¡Cuánto sufrir por su pueblo, cuánto pasar trabajo, cuánto madrugar! ¿Alguien me pude decir si conoce otro un país donde haya tantos patriotas?
La campaña está en sus buenas. Las caravanas salen los fines de semana a ganar votantes, a crear ilusiones, a engañar compañeritos de los nuevos, a convencer a los viejos de que ‘ahora si’, a comprar a los reformistas (porque son los que menos cuestan).
Salen las camionetas cargadas de gentes, ministros, vicepresidentes y presidentes. Cruzan los slogans vacuos: ‘fulano, el sindico que tu esperas’, ‘mengano el diputado tuyo’, ‘sutano un senador para ti’; y ‘perensejo, un senador para siempre’. Las disco-lites hacen sus apuestas a ‘la que suene más duro’, y dejan sordo al barrio entero.
Los candidatos y candidatas se retratan con sus futuros votantes, estrenan abrazos, disfrutan de besos electorales, escuchan plegarias y reciben ‘folders’ con una lista de peticiones que nunca se cumplirán.
De súbito cruza una guagüita forrada de afiches multicolores que quiebra el orden, corre por el carril contrario.
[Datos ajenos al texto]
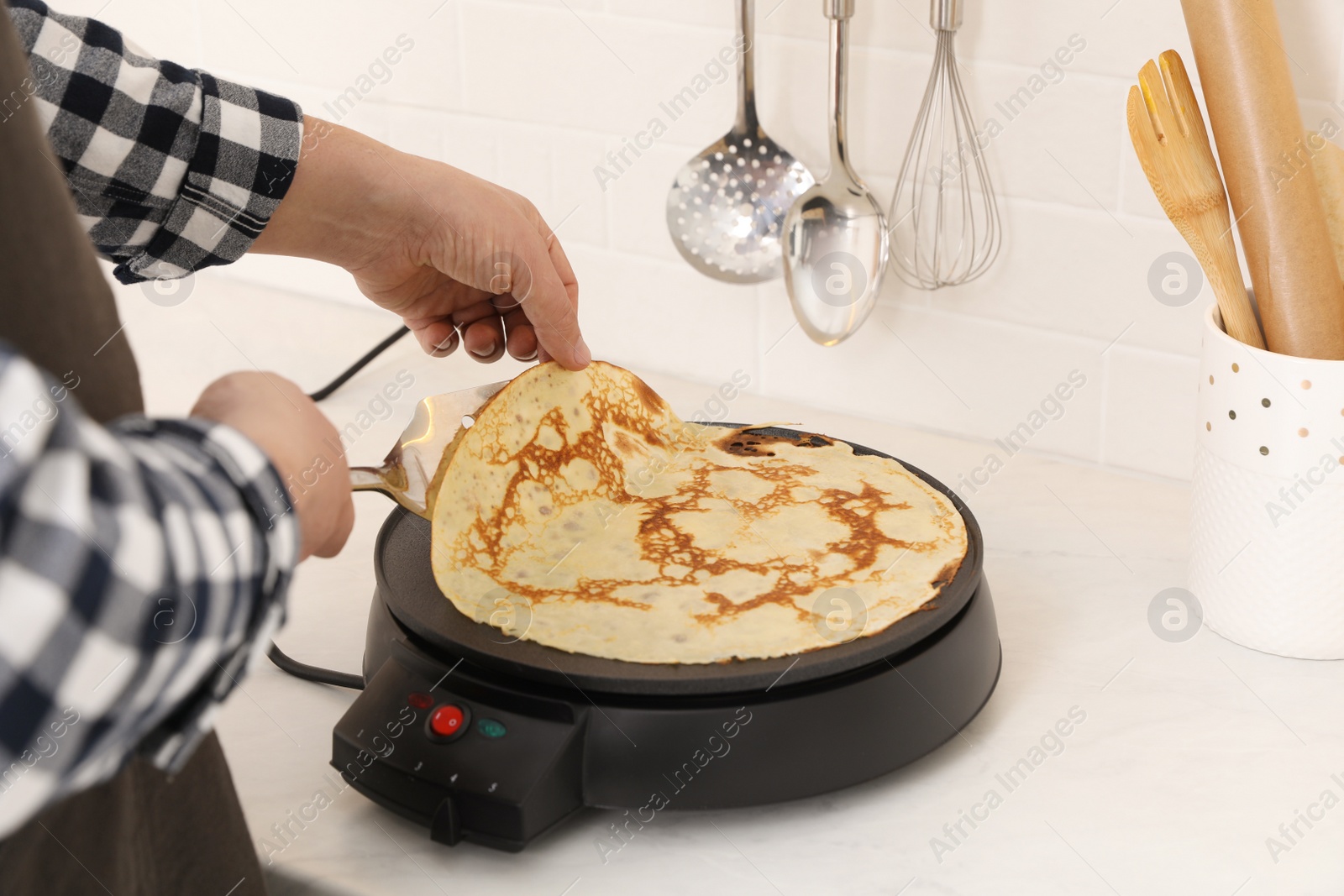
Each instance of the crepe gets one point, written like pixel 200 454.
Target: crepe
pixel 580 512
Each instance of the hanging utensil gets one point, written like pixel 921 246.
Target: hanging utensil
pixel 944 214
pixel 409 469
pixel 727 204
pixel 835 249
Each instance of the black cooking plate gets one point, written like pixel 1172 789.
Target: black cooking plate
pixel 407 584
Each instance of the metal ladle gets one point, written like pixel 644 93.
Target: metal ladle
pixel 727 204
pixel 835 244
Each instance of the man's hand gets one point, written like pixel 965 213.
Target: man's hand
pixel 300 443
pixel 448 251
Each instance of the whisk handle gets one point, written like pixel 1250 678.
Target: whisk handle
pixel 837 8
pixel 945 15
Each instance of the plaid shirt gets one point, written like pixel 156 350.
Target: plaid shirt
pixel 172 170
pixel 143 566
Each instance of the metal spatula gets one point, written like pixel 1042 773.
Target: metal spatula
pixel 409 468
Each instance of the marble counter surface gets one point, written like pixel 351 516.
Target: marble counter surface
pixel 1182 762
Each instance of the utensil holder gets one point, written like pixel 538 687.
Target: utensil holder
pixel 1268 506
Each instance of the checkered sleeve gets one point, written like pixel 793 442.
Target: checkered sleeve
pixel 172 170
pixel 143 569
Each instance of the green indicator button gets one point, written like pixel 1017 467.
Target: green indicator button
pixel 491 727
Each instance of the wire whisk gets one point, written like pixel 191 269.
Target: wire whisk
pixel 945 226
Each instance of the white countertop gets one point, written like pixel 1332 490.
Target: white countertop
pixel 1189 757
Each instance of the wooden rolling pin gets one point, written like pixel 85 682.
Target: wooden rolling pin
pixel 1267 164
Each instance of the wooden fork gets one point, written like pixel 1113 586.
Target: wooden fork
pixel 1167 128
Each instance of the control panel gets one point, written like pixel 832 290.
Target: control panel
pixel 464 757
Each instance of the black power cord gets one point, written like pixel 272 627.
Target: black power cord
pixel 277 656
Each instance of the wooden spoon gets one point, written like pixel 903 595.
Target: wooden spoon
pixel 1167 128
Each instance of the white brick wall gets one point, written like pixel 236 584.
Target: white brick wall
pixel 534 93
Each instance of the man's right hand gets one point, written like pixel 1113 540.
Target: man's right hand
pixel 300 443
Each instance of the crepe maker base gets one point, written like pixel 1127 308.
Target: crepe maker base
pixel 497 741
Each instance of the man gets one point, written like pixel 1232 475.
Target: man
pixel 109 535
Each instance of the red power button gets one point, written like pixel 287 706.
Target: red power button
pixel 447 720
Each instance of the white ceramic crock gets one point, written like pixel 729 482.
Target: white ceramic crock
pixel 1268 542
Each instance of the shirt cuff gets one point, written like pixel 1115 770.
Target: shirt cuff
pixel 264 493
pixel 245 160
Al vecino le metieron una bandera por un ojo y se lo llevaron, los del ‘cuerpo de orden’, al hospital más cercano. Hay más entrevistas que estrellas en el cielo.
Detrás de toda esa bulla no hay mucho que esconder: emociones, suspiros, pasiones repetidas. Y vuela la mentira sobre las verdad. Llega la comezón a un tipo o una tipa que no duerme por la euforia de creerse el más sacrificado de los patriotas, solo que esta vez, alegría será por 6 años.
Tendrá que levantar el brazo. ¡Cuánto sufrir por su pueblo, cuánto pasar trabajo, cuánto madrugar! ¿Alguien me pude decir si conoce otro un país donde haya tantos patriotas?